More information about the problem and algorithms can be found on the Daily Programmer #386 and Mathologer's video on the topic.
This program has both a single threaded and a multithreaded mode, both of which aim to be as fast as possible.
The algorithm at first appears to all need to be done linearly, since p(n)
is a recursive sequence defined as p(n) = p(n-1) + p(n-2) - p(n-5) ...
, importantly needing the previous term to calculate the next term.
But what we can do to speed it up is calculate part of the p(n)
with the terms we know while we wait for its closer dependent terms (like p(n-1)
, p(n-2)
, etc.) being calculated in other threads to "resolve".

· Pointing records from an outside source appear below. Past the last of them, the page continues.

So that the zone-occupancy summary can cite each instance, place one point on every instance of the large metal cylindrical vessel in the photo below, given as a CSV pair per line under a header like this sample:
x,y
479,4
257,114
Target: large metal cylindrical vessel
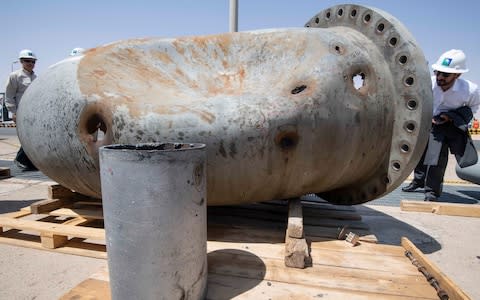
x,y
154,203
340,108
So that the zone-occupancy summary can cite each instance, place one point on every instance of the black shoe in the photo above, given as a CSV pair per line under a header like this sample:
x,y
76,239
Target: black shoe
x,y
412,187
430,198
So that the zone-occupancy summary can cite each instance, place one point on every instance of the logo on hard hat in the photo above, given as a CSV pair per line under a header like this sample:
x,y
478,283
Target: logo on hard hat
x,y
446,62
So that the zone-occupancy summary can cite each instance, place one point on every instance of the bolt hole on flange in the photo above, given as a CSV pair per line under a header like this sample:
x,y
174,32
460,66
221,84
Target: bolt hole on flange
x,y
393,41
402,59
380,27
367,18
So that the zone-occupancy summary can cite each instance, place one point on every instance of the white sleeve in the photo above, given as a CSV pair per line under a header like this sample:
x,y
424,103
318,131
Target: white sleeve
x,y
10,92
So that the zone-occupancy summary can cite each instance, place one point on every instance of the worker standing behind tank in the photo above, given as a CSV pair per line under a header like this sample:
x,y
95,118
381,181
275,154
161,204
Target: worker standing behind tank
x,y
17,83
455,101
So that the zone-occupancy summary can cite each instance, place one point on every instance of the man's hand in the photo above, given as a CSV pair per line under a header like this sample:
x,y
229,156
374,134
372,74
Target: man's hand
x,y
442,119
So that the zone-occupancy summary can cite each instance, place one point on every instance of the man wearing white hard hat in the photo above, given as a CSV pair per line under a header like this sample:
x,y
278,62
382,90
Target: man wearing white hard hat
x,y
455,101
17,83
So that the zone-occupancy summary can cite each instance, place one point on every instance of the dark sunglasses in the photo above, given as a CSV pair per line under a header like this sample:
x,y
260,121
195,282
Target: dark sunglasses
x,y
442,74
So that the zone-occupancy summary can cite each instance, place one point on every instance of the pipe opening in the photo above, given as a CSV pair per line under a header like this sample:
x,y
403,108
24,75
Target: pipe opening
x,y
96,127
299,89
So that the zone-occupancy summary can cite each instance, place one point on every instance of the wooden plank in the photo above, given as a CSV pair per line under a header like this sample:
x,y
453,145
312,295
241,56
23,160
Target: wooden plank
x,y
295,219
95,213
247,264
57,191
233,287
441,208
52,228
73,246
47,205
5,173
375,262
453,291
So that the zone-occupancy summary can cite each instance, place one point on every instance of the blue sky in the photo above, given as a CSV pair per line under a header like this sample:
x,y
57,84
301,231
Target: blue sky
x,y
52,28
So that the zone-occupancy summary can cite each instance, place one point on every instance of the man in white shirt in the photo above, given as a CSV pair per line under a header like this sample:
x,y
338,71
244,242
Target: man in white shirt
x,y
17,83
455,101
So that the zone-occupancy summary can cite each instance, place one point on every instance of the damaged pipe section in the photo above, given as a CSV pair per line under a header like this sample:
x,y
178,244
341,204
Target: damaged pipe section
x,y
340,108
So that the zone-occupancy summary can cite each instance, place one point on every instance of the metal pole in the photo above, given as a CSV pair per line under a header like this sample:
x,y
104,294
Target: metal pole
x,y
155,214
233,15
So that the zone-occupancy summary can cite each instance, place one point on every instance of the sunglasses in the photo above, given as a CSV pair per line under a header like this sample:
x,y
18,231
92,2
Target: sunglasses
x,y
442,74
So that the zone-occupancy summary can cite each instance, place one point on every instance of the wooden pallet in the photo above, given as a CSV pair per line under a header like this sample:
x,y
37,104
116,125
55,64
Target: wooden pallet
x,y
246,251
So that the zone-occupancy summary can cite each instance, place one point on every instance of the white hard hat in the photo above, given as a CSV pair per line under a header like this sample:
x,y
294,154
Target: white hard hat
x,y
26,53
452,61
76,51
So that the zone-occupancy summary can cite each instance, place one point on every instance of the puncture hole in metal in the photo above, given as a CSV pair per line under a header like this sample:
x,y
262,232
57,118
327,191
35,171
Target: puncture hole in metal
x,y
412,104
380,27
96,127
396,166
299,89
358,80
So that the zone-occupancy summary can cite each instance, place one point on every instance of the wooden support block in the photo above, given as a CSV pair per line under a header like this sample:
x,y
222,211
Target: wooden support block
x,y
295,219
441,208
57,191
297,254
52,241
5,173
47,205
453,291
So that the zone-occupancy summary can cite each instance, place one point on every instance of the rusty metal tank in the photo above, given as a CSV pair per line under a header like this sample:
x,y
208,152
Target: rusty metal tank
x,y
340,108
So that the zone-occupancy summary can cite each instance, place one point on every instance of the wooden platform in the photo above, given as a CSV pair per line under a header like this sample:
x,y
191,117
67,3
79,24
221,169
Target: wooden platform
x,y
246,246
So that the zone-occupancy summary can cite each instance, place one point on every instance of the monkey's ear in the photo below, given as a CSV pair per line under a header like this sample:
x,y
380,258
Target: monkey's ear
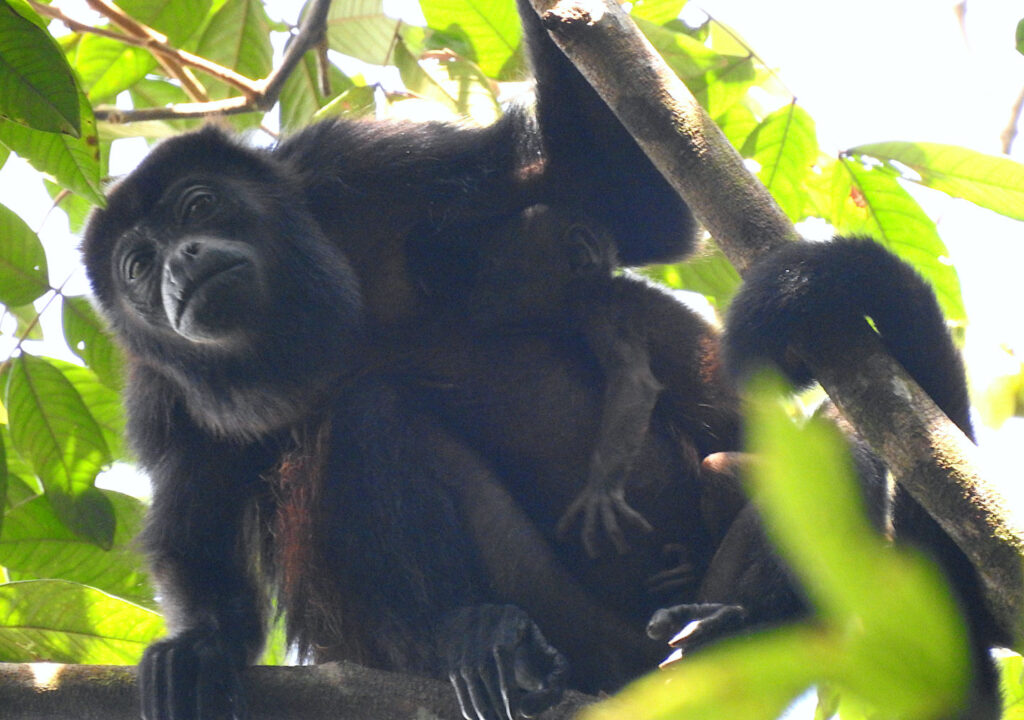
x,y
582,249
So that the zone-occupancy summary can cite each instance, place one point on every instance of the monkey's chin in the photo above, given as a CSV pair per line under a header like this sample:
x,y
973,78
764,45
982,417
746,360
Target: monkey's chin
x,y
216,309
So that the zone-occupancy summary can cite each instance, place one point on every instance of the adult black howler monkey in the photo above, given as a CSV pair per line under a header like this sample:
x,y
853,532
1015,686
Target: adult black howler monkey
x,y
248,288
312,424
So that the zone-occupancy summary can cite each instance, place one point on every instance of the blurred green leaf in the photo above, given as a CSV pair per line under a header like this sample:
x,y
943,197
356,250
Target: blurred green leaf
x,y
752,678
37,86
785,146
87,337
717,80
301,96
103,403
74,162
23,261
53,430
492,28
62,622
36,545
866,199
657,11
238,37
884,603
29,326
991,181
1012,685
708,272
359,29
107,67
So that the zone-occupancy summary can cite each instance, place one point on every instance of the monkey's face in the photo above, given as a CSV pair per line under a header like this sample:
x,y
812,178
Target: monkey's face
x,y
208,252
195,264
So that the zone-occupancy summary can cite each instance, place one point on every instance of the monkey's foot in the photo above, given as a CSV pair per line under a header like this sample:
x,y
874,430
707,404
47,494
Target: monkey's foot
x,y
687,627
602,509
500,664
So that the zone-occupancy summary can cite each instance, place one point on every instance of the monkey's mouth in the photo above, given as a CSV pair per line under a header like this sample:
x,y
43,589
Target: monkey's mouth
x,y
205,303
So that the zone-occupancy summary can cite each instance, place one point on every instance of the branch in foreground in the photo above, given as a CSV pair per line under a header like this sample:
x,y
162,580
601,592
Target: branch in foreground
x,y
330,691
926,452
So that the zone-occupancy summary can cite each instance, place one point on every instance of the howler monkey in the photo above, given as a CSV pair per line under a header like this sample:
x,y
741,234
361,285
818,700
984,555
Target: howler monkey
x,y
312,424
551,270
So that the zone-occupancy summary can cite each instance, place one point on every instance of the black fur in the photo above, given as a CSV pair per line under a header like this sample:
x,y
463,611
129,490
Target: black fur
x,y
317,423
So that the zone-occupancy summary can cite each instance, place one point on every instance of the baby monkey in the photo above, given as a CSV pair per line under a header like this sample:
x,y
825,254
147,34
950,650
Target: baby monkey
x,y
549,270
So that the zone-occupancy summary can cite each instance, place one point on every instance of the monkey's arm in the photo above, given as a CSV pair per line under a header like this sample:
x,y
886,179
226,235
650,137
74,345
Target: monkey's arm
x,y
195,542
617,339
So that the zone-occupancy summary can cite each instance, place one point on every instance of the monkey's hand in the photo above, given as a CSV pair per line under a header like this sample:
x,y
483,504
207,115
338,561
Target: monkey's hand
x,y
500,664
602,507
687,627
192,676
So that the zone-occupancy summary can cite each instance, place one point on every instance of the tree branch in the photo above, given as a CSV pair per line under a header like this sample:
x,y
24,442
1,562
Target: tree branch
x,y
256,94
330,691
926,452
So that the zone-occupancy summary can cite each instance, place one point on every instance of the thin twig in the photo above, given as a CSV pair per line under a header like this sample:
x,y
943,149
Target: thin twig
x,y
1009,134
174,68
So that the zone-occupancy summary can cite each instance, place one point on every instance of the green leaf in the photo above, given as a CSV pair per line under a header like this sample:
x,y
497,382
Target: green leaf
x,y
37,86
1012,685
717,80
708,272
885,604
103,403
991,181
868,200
61,622
5,483
455,82
657,11
785,146
36,545
74,162
491,26
737,123
52,429
301,96
87,337
750,679
29,326
107,67
356,101
359,29
23,261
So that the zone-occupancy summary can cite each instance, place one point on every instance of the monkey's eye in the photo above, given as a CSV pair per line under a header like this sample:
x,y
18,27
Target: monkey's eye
x,y
136,263
196,203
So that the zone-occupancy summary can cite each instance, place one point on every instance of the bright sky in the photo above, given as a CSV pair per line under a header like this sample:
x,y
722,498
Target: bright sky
x,y
868,71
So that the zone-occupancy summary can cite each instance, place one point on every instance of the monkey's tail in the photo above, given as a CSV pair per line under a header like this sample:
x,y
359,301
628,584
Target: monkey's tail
x,y
806,290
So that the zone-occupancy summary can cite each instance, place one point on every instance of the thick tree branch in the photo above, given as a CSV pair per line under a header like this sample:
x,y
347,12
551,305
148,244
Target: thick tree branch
x,y
923,449
330,691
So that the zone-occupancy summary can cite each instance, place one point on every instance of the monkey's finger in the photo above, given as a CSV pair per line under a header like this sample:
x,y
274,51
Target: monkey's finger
x,y
568,517
154,683
631,517
462,694
478,695
179,681
505,663
609,519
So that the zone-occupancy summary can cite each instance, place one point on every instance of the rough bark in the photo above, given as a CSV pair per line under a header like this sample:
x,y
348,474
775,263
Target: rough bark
x,y
331,691
923,449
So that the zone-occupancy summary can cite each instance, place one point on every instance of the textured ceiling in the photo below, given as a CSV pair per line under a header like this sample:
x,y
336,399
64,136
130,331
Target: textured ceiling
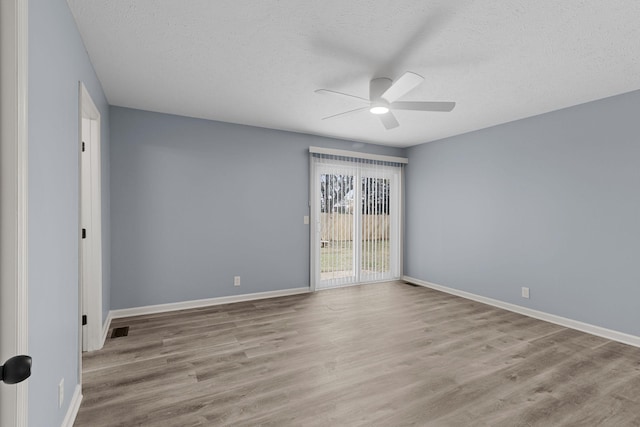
x,y
259,62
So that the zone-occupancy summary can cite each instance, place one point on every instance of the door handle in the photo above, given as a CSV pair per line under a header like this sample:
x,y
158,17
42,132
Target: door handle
x,y
16,369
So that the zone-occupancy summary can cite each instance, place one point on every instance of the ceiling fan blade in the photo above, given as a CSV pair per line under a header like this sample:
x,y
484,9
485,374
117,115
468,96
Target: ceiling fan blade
x,y
423,106
403,85
333,92
389,120
346,113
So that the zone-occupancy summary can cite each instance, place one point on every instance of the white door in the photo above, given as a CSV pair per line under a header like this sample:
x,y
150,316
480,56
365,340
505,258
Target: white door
x,y
13,205
90,224
355,209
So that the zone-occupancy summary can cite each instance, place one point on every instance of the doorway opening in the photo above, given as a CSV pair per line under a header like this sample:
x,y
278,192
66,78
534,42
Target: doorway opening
x,y
90,232
356,211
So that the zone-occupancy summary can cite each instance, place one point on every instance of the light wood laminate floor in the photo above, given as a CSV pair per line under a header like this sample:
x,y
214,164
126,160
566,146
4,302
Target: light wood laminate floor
x,y
387,354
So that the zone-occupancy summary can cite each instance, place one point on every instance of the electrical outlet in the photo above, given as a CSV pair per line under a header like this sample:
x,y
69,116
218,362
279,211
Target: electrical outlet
x,y
61,393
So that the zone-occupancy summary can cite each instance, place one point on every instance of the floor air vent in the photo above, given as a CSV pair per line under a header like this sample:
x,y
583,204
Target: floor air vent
x,y
120,332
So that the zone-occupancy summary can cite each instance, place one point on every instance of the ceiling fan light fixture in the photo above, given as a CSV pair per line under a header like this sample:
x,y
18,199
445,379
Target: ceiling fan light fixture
x,y
379,109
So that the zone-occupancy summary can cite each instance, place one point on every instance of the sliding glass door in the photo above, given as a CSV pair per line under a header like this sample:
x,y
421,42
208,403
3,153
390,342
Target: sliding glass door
x,y
355,213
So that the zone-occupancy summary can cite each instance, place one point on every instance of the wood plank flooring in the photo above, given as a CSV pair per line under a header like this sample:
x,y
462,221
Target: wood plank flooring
x,y
387,354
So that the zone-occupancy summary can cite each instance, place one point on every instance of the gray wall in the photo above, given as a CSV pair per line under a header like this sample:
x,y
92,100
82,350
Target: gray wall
x,y
57,61
550,202
196,202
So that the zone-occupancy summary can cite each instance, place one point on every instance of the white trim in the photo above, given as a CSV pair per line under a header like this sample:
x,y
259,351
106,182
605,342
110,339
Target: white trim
x,y
552,318
74,407
358,155
185,305
106,326
14,200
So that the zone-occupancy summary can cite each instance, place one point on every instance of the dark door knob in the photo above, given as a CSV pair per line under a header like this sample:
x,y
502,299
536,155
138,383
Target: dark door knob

We can do this in a lock free manner too by using atomic integers: We define a table with enough space to store all the values we want without having to reallocate, and then only allow threads to look at a slice of "resolved" values that will never change (i.e. 0..last_term_calculated
).
Then each thread gets a special unique ticket that allows it to set the value of the n
th term it is trying to resolve.
Once it uses that ticket to set the value, other threads will be free to look at it (i.e. 0..n
), and since a ticket cannot be used more than once, no data races can occur since the algorithm relies on n-1
to be resolved before n
can get resolved.
Besides rust and cargo, you will also need the GMP library installed (which is what this program uses for bignums, via rug
). Afterwards, you can build and run with these 2 commands in the project root.
$ cargo build --release
$ cargo run --release
There are also feature settings in Cargo.toml
to switch out the "Big Integer" implementation. rug
is the fastest true BigInt type, but p(666)
is small enough to fit inside a i128
, which is even faster.
Informal speed results, all calculating p(666_666)
CPU | Singlethreaded | 4 threads | 12 threads |
---|---|---|---|
i5 4590 | 65 seconds | 18 seconds | |
r9 ryzen 3900x | 30 seconds | 10 seconds | 4.5 seconds |
After about 12 threads, the runtime doesn't significantly improve for p(666_666)
.
There are some potential speedups in the multithreaded code by gradually ramping up the number of threads used, for example the single threaded case always beats the multithreaded for p(666)
,
so only using 1 thread up to a certain value, then adding more threads as the numbers get larger, would likely get some performance boost, assuming the values chosen for adding threads are well picked.